The valve top washers, cotters and springs are identical to the corresponding parts on earlier models, but there are loose bottom washers which fit over the valve guides and these come away when the springs are taken off.
Refit the cylinder head gasket, and the head. Fit and tighten down evenly the four cylinder head nuts. Be careful not to overtighten, as the tension on the studs increases as the engine heats up, and if the nuts are strained down there is a grave risk of damage occurring.
Place the push rod guide plate with a joint washer on each side of it over the push rod flange studs in the head, and push the upper flange up and over the studs. Fit and tighten the two nuts.
Check that the piston is at top dead centre of compression stroke and reset to this position if necessary, and thread the two push rods down through the pushrod guide plate and engage their ball ends in the cups formed in the cam followers.

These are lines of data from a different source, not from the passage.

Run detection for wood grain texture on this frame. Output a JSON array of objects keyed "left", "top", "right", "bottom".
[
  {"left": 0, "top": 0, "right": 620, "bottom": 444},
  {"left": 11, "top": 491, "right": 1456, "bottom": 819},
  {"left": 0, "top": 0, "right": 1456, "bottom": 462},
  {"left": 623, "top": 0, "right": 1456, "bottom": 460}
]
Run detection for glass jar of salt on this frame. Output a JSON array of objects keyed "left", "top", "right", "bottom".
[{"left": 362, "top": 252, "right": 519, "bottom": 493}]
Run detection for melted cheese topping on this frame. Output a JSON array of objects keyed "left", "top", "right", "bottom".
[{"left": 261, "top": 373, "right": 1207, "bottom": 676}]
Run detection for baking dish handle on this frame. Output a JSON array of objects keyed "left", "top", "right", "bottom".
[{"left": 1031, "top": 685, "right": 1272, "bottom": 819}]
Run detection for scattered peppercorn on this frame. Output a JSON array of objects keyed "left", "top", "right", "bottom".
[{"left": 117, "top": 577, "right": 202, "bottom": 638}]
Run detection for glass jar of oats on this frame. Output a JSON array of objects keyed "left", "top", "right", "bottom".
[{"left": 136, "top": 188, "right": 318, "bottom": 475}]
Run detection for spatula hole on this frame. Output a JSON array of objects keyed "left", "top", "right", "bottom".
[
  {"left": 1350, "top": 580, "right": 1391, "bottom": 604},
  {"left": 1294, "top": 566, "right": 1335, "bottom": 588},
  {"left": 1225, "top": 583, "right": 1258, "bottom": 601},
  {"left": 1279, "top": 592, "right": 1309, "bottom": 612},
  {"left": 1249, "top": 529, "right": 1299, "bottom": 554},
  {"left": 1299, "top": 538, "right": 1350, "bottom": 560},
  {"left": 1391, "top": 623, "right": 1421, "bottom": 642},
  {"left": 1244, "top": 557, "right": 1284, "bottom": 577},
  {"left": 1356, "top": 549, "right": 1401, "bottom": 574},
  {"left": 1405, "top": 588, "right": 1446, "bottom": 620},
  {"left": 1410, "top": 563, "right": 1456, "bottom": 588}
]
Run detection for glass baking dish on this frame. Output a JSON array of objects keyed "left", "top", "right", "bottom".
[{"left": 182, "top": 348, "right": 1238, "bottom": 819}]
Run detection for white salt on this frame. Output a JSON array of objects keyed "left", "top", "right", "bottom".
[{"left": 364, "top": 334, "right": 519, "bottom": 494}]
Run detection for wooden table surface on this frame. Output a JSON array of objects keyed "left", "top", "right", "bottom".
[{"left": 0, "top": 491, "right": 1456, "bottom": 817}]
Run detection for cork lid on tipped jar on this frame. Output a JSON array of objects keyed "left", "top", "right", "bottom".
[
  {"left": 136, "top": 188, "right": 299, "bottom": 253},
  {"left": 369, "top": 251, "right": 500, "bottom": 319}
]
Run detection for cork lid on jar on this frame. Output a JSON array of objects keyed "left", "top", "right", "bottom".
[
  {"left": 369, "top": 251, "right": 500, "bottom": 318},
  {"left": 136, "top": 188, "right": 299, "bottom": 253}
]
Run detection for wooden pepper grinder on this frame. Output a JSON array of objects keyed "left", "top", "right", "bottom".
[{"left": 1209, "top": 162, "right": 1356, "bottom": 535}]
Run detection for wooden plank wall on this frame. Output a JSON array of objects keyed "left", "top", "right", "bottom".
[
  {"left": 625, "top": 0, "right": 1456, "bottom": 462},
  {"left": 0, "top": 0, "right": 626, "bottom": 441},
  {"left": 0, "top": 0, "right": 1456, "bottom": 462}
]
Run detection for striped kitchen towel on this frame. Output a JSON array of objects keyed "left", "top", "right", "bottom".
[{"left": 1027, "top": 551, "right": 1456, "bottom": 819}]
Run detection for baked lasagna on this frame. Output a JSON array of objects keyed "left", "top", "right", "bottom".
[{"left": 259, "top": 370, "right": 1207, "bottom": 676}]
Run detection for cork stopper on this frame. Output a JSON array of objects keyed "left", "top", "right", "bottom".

The object of setting the crankshaft so that the piston is at top of compression stroke is to allow the rockers and bearing block to be fitted without the valve springs having to be compressed. If the crankshaft has been moved from the position in which it was set before removing the bearing block and has to be reset, the fingers may be rested on the tops of the push rods and their up and down movements observed as the crankshaft is rotated. By turning until the inlet (inner) push rod lifts and then drops and then turning the crankshaft very slowly whilst observing the piston through the sparking plug hole the correct setting is easily found.
Place the bearing block gasket in position, fit the bearing block, entering the tips of the rockers in the cups on the push rods, and refit and tighten the three bearing block bolts. Spin the push rods with the fingers to check that they are seated properly in the cups at the bottom.
The cams are ground with pronounced quietening ramps and the positions at which the cams are set when checking or adjusting, the clearances is therefore rather critical.
When setting the inlet clearance set the crankshaft so that the exhaust valve is on the point of opening and turn it until the inlet valve is on the point of closing before setting the exhaust clearance.
The running clearances are .005-in. on both valves, to be checked and set when cold. Valve timing is checked with .020-in. clearance on both valves and the timing figures are as given on Page 54 for cam M.17.